A close game for two whole periods, RIT battled through a 1-1 tie to score three goals in the final period and secure their first NCAA Division III National Championship the third national championship won by any team at RIT.

Ranked nationally at number one in Division III for most of the season, the Tigers played like the team that started with a 15 game unbeaten streak. The dynamic team guarded the net well throughout the whole game despite a penalty-plagued start, as both teams were penalized seven times combined in the first period. From the second period on, the Tigers played consistent offense, as they took eight shots on goal in the first period and then took 12 in each period. In the second period, the Tigers ruled the ice as they dominated on defense, allowing the Cadets to take only four shots on goal.
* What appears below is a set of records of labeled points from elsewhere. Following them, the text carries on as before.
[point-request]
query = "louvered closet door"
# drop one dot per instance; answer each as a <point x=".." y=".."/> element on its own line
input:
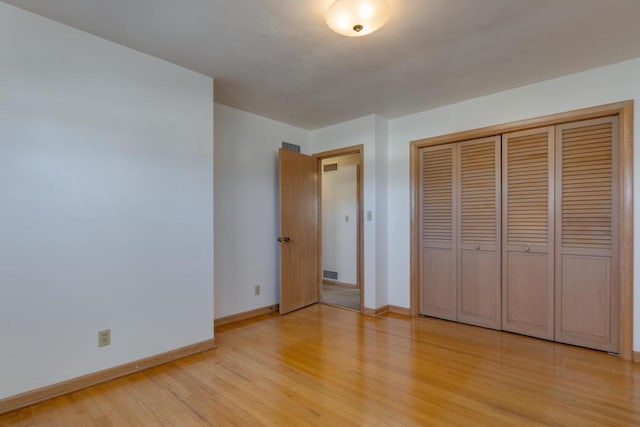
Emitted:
<point x="437" y="230"/>
<point x="528" y="232"/>
<point x="586" y="284"/>
<point x="478" y="222"/>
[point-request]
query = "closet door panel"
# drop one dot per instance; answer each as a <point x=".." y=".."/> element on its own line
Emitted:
<point x="527" y="305"/>
<point x="478" y="224"/>
<point x="528" y="232"/>
<point x="438" y="279"/>
<point x="437" y="230"/>
<point x="586" y="196"/>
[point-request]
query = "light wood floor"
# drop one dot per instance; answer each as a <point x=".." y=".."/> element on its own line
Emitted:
<point x="323" y="366"/>
<point x="340" y="296"/>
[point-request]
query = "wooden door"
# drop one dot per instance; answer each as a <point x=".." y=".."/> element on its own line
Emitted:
<point x="437" y="194"/>
<point x="299" y="231"/>
<point x="478" y="226"/>
<point x="587" y="224"/>
<point x="528" y="232"/>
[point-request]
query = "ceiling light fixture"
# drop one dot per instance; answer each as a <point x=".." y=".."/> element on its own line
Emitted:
<point x="357" y="18"/>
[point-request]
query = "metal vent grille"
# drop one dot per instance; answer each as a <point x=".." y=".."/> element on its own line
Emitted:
<point x="291" y="147"/>
<point x="330" y="167"/>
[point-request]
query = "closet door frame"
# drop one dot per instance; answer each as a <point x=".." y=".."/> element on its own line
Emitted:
<point x="624" y="112"/>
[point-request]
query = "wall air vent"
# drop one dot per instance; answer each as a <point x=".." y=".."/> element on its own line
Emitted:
<point x="291" y="147"/>
<point x="330" y="167"/>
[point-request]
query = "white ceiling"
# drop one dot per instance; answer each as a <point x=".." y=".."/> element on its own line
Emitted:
<point x="278" y="59"/>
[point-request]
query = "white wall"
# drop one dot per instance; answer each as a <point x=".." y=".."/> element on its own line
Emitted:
<point x="340" y="218"/>
<point x="604" y="85"/>
<point x="247" y="200"/>
<point x="106" y="203"/>
<point x="355" y="132"/>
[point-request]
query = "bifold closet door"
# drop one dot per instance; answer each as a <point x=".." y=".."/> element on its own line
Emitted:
<point x="437" y="194"/>
<point x="478" y="222"/>
<point x="586" y="234"/>
<point x="528" y="232"/>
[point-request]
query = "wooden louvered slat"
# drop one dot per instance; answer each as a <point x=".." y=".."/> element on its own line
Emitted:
<point x="528" y="192"/>
<point x="478" y="192"/>
<point x="437" y="194"/>
<point x="587" y="192"/>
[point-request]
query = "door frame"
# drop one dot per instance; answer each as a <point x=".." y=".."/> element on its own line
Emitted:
<point x="359" y="150"/>
<point x="624" y="111"/>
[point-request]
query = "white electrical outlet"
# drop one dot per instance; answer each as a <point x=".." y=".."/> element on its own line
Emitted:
<point x="104" y="338"/>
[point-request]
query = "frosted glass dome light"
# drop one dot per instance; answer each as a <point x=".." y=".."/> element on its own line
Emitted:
<point x="357" y="18"/>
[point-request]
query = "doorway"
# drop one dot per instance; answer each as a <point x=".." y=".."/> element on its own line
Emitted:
<point x="341" y="229"/>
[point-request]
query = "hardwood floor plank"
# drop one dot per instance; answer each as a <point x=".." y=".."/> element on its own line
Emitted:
<point x="322" y="366"/>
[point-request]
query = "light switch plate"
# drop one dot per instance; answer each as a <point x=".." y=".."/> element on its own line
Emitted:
<point x="104" y="338"/>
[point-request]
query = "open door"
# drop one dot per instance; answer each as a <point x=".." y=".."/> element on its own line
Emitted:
<point x="299" y="231"/>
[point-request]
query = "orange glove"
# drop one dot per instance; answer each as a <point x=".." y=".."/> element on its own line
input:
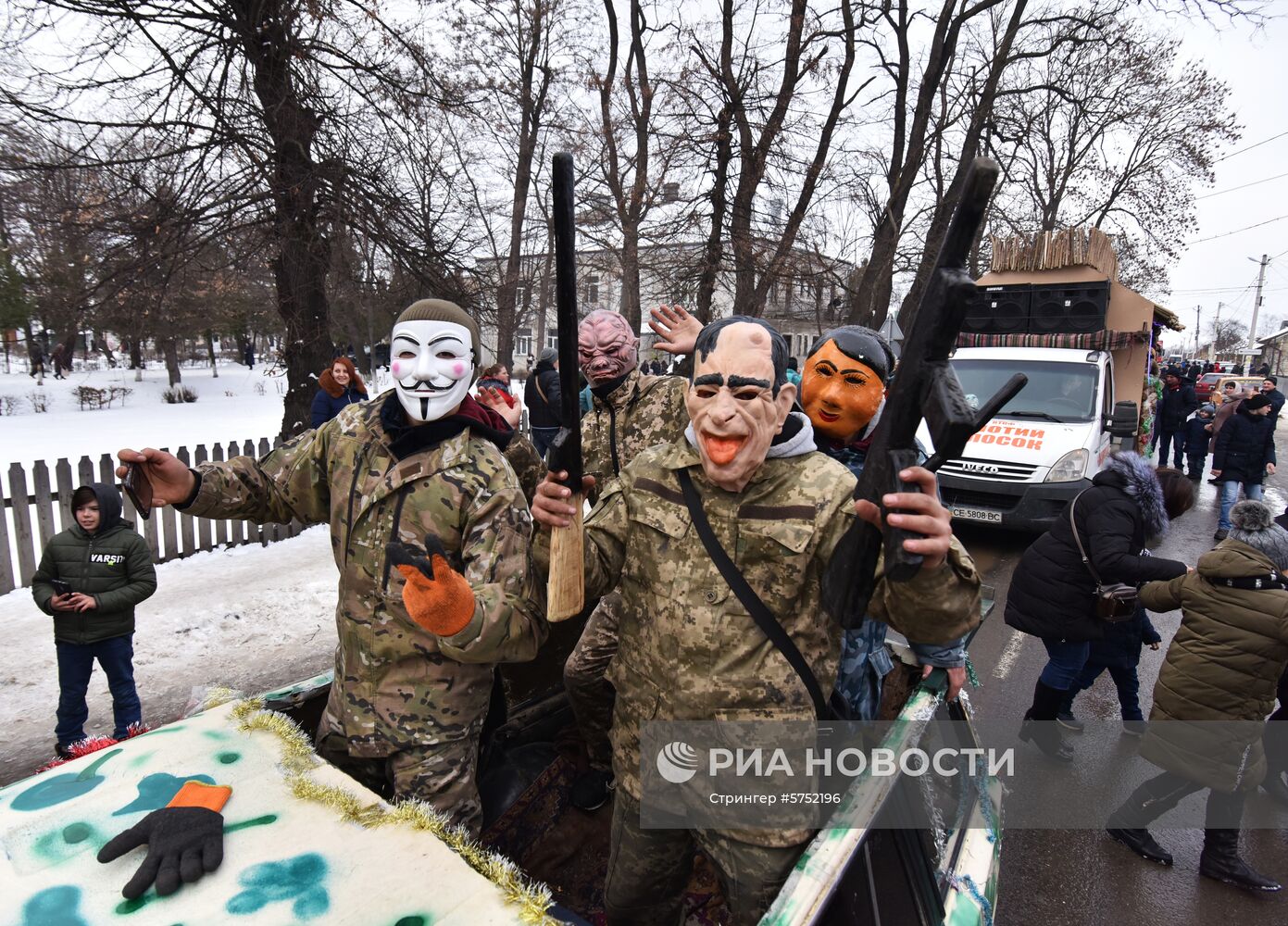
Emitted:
<point x="437" y="596"/>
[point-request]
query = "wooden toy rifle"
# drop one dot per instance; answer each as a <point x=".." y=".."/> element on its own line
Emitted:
<point x="566" y="589"/>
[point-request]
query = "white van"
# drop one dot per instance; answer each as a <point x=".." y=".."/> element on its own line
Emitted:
<point x="1046" y="444"/>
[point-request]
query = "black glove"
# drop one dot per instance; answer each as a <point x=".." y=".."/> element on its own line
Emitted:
<point x="183" y="843"/>
<point x="405" y="554"/>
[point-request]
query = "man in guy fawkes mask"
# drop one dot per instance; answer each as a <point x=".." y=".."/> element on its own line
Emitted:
<point x="843" y="391"/>
<point x="431" y="533"/>
<point x="689" y="649"/>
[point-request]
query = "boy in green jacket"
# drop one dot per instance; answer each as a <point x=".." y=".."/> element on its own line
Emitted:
<point x="108" y="569"/>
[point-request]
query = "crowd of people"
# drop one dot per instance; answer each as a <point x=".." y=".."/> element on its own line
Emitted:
<point x="1086" y="586"/>
<point x="442" y="516"/>
<point x="442" y="541"/>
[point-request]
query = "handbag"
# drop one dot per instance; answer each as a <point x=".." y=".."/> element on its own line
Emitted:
<point x="1116" y="602"/>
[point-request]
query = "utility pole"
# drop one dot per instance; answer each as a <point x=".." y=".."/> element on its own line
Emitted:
<point x="1216" y="332"/>
<point x="1256" y="307"/>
First year Environmental Chemistry student Celeste Brown slips the puck past Norwich goaltender Kelly Fisk a minute into the third period, giving RIT a 2-1 advantage.
Josh Barber

Both teams put themselves on the board early, with RIT scoring the first goal 9:06 into the game as third year Health Administration student Kristina Moss slapped her shot off a Norwich player and past the Cadets’ goalie Kelly Fisk. The goal, Moss’ seventh this season, helped gain momentum for the next few minutes of play.

That momentum, however, slowed drastically when Norwich’s Jackie Perez fired in a rebound from a shot by teammate Stephanie Invern at the 14:47 mark. RIT Goalie and second year Business Management student Laura Chamberlain made the save, but Perez was still able to sneak her shot by the Tigers’ defense.

RIT struck back 1:23 into the third period, when second year Packaging Science student Kourtney Kunichika made a great pass on a 2-on-1 matchup to first year Environmental Chemistry student Celeste Brown, who slithered a shot past Fisk at the left side of the net. The goal, which was Brown’s 12th of the season, energized the Tigers and sparked a dominating offensive effort that led to two more goals in less than 10 minutes.

First year Environmental Chemistry major Celeste Brown is mobbed by teammates after giving RIT a 2-1 advantage in the opening minutes of the third period.
Josh Barber

At the 8:39 mark, Brown forced a turnover, kicking the puck to Kunichika, who was alone in front. Taking advantage of the space she had, Kunichika easily decked Fisk and shot a backhander for her 20th goal of the season.

The final goal of the game, and of RIT’s spectacular season, came just minutes later at the 11:59 mark, when fourth year Packaging Science student Ali Hills rebounded and jammed in a shot from the slot for her second goal of the season.

The win put the Tigers at 28-1-1. Twenty-eight wins is a Division III single-season record.

Tiger players Chamberlain and Kunichika were both named to the all-tournament team. Along with the goal she scored, Kunichika also had three assists in the game. According to RIT Athletics, she finished as RIT’s scoring leader this season with 45 points on 20 goals, and 25 assists in 30 games. Chamberlain, who stopped 27 shots, was named the Tournament’s Most Outstanding Player. She finished the season with her own record of 17-1-1 and led Division III with a .945 save percentage.

Second year Journalism student Melissa Bromley was thrilled at her team’s goal of winning a national championship becoming a reality. “Is this real life?” she asked excitedly after the game, and joked that she thought she lost her voice.

After the game, RIT coach Scott McDonald said that the win was “the greatest thing ever,” and that it was hard to put what he was feeling into words. But McDonald said his team was prepared for this game. “We practice the same things all the time,” he said.

In an email, RIT’s Executive Director of Intercollegiate Athletics Louis W. Spiotti, Jr. said that the win was one of his proudest moments ever at RIT. “These student athletes on this team are a very special group,” he said, acknowledging the team’s talent. “I felt they were destined to do something outstanding, and they did.”

Next season, the women’s hockey program will be making the move to Division I. When asked about what would be need to improve to ensure a smooth transition to a more intense playing environment, Spiotti stated: “I think they need to continue to do what they’re doing. It’s a winning formula. They just have to do it at another level.”